Fisheries Management

Authority and responsibility within the DFO is highly regionalized, with significant authority delegated from the Ministry of Fisheries and Oceans Canada to the Pacific Region Regional Directory General and the North Coast Area Director and Area Chief. While the Minister is required to approve all Integrated Fisheries Management Plans (IFMP) for salmon, responsibility for developing the IFMP rests largely with the regional and area officials.

The IFMP and in-season management decisions include management targets for steelhead. These targets are made based upon an exploitation-based formula, or what percentage of steelhead is it permissible for the commercial industry to catch or kill as a by-product of its commercial salmon fishery. This methodology and formula was negotiated in the early 1990s between the federal and provincial governments and key commercial, sport fishing and First Nations stakeholders. Since that time, with the exception of increasing the aggregate percentage of steelhead that can be killed in a given year, this methodology and formula have not been revisited.

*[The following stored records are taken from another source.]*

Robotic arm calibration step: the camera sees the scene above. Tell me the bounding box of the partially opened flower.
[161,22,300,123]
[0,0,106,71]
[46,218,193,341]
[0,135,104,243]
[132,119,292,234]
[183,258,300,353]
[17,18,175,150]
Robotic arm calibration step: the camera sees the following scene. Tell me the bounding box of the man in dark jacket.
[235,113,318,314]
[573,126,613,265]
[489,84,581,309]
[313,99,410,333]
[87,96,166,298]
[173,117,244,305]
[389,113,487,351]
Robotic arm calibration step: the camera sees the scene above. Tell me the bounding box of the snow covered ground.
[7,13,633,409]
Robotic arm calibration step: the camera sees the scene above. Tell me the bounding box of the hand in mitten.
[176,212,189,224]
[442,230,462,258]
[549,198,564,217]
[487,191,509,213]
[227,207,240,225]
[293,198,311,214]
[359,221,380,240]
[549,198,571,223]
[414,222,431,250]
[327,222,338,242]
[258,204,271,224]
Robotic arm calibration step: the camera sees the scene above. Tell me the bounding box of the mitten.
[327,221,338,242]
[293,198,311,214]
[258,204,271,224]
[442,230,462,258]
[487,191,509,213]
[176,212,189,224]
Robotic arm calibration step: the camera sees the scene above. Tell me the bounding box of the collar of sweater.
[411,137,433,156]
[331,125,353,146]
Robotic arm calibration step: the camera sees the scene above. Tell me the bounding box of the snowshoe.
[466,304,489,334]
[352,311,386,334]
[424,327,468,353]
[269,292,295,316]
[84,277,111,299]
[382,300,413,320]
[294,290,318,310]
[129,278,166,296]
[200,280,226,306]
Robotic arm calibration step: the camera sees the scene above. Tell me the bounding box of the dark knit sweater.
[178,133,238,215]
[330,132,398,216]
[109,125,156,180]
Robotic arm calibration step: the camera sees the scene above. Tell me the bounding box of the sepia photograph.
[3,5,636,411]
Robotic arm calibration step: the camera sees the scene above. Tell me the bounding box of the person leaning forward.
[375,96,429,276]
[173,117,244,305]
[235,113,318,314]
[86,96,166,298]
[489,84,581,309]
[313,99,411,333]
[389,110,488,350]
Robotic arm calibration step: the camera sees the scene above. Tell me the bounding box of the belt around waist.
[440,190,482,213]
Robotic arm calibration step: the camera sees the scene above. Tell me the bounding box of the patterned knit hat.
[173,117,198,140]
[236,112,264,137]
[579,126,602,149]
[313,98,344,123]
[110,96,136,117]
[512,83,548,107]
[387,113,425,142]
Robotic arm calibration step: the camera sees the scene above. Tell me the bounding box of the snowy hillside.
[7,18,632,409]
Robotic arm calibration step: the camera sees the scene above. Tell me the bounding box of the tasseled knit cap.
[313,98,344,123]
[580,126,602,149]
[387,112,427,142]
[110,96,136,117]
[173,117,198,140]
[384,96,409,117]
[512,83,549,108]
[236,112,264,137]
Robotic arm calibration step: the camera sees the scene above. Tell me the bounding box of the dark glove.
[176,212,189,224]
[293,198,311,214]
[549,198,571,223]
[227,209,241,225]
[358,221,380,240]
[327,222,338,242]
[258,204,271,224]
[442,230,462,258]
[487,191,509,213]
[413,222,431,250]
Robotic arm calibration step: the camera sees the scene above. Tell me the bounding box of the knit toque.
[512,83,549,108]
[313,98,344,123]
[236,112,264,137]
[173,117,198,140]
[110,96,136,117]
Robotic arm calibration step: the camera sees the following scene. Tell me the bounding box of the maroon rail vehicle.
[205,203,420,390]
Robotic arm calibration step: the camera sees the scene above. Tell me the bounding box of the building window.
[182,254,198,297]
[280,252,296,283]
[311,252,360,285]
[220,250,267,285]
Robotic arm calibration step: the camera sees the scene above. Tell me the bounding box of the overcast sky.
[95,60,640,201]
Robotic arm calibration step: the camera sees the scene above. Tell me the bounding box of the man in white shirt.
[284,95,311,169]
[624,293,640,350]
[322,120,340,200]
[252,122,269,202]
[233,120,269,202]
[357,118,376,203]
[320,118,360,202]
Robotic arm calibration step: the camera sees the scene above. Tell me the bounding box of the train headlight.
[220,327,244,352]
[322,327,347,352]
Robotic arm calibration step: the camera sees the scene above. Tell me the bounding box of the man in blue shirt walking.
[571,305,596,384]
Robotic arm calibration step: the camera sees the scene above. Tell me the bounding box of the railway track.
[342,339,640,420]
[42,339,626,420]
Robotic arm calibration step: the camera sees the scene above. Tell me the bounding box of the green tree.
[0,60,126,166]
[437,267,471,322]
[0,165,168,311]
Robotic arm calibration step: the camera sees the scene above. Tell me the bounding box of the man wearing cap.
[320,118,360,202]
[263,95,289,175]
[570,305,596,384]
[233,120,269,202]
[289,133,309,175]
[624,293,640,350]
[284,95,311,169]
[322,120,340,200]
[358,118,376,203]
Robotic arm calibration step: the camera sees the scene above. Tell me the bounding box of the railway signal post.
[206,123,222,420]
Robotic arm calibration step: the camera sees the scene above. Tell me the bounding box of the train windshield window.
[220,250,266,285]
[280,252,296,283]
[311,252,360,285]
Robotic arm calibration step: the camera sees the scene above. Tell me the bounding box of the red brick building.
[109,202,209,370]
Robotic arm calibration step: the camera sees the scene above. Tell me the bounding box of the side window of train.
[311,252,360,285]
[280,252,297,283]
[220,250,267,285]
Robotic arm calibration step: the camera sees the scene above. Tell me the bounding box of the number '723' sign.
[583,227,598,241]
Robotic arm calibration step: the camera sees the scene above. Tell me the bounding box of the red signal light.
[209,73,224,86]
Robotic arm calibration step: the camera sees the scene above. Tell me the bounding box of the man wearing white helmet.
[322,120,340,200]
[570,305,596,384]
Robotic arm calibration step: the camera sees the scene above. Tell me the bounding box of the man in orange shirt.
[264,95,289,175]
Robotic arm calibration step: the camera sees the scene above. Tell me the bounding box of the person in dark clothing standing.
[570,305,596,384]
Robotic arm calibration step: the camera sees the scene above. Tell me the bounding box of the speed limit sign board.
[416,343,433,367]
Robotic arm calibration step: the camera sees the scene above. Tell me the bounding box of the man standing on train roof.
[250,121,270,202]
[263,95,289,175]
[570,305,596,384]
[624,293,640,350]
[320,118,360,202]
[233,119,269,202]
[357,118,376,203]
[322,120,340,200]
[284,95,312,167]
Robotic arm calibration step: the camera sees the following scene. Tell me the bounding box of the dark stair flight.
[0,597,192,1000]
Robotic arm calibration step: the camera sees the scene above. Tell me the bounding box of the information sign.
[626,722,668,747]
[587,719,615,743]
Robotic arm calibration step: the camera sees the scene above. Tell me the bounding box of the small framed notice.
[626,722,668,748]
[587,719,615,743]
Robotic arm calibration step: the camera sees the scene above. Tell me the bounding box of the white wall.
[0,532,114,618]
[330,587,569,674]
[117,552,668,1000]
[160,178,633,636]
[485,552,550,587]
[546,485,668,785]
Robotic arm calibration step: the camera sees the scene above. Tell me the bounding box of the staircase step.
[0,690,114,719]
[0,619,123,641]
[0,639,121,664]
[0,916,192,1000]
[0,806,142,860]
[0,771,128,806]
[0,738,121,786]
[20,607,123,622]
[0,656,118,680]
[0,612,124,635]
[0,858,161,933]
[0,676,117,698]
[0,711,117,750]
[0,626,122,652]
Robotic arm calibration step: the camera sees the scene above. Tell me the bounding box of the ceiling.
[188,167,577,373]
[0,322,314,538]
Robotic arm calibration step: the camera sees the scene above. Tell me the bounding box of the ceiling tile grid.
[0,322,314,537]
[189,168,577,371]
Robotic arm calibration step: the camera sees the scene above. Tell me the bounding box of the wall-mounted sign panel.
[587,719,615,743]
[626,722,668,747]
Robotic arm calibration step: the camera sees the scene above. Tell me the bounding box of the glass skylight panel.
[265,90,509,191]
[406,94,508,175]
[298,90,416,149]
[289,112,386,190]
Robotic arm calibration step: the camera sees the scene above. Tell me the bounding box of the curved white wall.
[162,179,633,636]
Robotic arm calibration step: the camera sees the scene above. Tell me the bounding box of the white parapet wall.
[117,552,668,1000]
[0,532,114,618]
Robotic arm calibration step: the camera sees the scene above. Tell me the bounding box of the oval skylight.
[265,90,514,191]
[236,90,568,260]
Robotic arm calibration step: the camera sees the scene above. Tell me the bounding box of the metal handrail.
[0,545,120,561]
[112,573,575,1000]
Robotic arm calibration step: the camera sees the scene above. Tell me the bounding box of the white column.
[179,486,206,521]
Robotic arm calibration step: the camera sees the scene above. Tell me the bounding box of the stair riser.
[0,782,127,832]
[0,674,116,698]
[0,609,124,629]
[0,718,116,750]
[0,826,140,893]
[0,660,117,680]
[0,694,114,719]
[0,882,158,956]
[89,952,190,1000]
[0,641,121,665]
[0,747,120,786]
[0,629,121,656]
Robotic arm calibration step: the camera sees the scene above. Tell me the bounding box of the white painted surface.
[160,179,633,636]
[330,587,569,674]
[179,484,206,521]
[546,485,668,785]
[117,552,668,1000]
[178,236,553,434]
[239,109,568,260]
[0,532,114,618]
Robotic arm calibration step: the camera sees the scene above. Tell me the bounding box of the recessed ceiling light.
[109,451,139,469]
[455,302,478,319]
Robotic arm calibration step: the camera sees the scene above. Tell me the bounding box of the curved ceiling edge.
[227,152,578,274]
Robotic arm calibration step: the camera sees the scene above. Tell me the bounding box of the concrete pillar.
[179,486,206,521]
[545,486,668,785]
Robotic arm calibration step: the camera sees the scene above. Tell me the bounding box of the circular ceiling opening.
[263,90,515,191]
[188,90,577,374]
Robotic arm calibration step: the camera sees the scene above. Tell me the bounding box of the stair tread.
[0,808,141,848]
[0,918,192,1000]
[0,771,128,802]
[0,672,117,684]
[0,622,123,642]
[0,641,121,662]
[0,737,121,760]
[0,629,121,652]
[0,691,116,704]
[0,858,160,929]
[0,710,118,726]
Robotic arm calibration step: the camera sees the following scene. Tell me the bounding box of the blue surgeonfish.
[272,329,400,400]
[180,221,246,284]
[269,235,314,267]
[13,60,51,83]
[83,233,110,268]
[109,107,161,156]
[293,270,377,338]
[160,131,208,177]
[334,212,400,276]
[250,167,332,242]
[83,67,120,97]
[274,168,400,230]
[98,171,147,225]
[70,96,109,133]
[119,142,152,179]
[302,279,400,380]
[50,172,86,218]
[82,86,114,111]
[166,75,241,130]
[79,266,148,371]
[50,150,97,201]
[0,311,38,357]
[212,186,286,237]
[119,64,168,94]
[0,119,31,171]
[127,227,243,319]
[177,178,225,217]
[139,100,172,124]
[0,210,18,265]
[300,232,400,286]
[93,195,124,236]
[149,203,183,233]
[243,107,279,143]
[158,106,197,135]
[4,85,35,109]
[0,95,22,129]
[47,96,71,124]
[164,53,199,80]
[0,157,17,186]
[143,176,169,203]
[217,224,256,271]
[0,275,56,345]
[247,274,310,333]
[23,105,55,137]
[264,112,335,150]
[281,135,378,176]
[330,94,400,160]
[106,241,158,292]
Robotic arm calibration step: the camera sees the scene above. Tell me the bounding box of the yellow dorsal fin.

In 2002, steelhead were declared to be a prohibited species by the DFO. In theory, this requires commercial fishers to release unharmed any steelhead caught as incidental by-catch. This new status was not accompanied by any change to the exploitation-based model. This means, despite a requirement to release all steelhead, commercial fishers are permitted to kill up to a pre-determined percentage of steelhead incidental to their commercial fishing operations.

The NCSA believes that the existing management model is drastcally underestimating steelhead mortality rates by the commercial fleet. While the DFO has consistently met the management targets under the existing model, they are using unrealistically high compliance rates for “selective” fishing methods. Furthermore, their associated mortality rates are nearly half of what has been documented by scientific studies and technical reports. We need an independant science review of the model.

The current management model permits commerical salmon fishers to catch a pre-determined percentage of steelhead as incidental by-catch to the commercial salmon fishery, regardless of the health of the run or specific stocks with the run in a given year. Continued use of this out-dated model does not properly address the present and future realities of the Skeena mixed-stock fisheries.